Erzgebirge Aue: Interview mit Steve Breitkreuz
Es geht ein positiver Ruck durch Aue
Der FC Erzgebirge Aue ist momentan die Mannschaft der Stunde. In den vergangenen sechs Spielen holte der Verein 14 Punkte und rückte auf einen Nicht-Abstiegsplatz vor. Steve Breitkreuz hat großen Anteil daran. Der Innenverteidiger stand in allen bisherigen Saisonspielen die kompletten 90 Minuten auf dem Platz.
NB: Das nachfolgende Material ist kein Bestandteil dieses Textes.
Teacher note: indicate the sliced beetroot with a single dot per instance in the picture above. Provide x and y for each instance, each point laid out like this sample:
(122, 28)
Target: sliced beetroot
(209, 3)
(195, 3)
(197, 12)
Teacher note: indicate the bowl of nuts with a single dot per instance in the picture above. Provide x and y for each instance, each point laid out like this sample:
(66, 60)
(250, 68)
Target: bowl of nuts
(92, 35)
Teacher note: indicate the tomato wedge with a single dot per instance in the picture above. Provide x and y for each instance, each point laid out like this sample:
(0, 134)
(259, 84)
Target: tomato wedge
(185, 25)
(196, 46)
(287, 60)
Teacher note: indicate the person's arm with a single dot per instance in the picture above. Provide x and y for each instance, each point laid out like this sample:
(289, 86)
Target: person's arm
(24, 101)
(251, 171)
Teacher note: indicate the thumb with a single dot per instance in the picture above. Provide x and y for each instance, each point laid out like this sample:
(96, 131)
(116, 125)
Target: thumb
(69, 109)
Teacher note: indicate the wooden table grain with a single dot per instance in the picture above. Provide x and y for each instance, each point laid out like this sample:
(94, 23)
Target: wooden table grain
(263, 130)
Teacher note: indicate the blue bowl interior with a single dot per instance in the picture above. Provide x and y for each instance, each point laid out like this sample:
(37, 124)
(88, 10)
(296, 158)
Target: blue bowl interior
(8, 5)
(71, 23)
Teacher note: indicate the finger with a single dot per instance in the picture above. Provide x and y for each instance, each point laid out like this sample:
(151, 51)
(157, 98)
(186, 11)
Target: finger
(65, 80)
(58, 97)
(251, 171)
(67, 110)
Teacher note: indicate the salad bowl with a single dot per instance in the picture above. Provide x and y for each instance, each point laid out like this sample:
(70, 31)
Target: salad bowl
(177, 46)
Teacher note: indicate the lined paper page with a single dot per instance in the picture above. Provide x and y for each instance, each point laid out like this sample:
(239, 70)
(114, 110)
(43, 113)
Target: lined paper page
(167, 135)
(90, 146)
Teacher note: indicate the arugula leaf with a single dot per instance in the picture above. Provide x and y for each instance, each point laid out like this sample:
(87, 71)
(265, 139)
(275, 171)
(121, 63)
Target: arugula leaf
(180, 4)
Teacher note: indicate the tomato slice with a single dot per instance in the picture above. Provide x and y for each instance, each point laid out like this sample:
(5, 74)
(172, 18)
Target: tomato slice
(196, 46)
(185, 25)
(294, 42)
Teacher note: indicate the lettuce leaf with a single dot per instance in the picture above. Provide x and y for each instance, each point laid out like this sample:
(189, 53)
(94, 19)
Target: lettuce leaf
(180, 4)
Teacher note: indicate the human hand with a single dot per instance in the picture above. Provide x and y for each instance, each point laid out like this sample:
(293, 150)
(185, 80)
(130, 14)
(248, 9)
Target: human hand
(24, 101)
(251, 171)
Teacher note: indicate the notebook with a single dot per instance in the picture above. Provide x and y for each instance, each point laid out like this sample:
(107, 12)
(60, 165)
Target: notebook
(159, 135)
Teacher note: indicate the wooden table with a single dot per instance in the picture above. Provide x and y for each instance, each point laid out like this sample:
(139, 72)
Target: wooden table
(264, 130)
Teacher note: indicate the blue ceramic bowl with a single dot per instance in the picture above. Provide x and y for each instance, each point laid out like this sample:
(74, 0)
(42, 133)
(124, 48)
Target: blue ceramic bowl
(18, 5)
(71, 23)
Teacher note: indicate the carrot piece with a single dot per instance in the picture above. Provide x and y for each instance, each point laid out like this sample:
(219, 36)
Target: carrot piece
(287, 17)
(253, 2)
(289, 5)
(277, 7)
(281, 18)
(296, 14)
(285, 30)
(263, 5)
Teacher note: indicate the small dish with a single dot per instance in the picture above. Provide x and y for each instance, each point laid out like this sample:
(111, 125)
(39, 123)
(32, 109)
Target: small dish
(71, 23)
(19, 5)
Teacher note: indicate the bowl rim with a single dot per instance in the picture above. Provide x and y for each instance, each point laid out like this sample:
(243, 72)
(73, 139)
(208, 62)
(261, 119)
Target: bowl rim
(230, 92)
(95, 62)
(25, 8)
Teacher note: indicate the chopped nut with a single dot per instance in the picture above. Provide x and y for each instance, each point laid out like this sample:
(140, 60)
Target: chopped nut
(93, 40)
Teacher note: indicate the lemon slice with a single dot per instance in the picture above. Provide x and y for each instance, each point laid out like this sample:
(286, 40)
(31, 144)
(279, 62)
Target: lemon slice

Der 25-Jährige zählt längst zu den begehrtesten Defensivspielern der Liga. Bundesliga-Absteiger Hannover 96 war vor Saisonbeginn an einer Verpflichtung interessiert. Im exklusiven Interview mit Liga-Zwei.de spricht der Breitkreuz über den Aufschwung unter Trainer Domenico Tedesco, das Interesse anderer Vereine und seine Vergangenheit bei Hertha BSC.
Herr Breitkreuz, der FC Erzgebirge Aue ist seit sechs Spielen ungeschlagen, hat vier dieser Partien gewonnen. Wie ist dieser Aufschwung zu erklären?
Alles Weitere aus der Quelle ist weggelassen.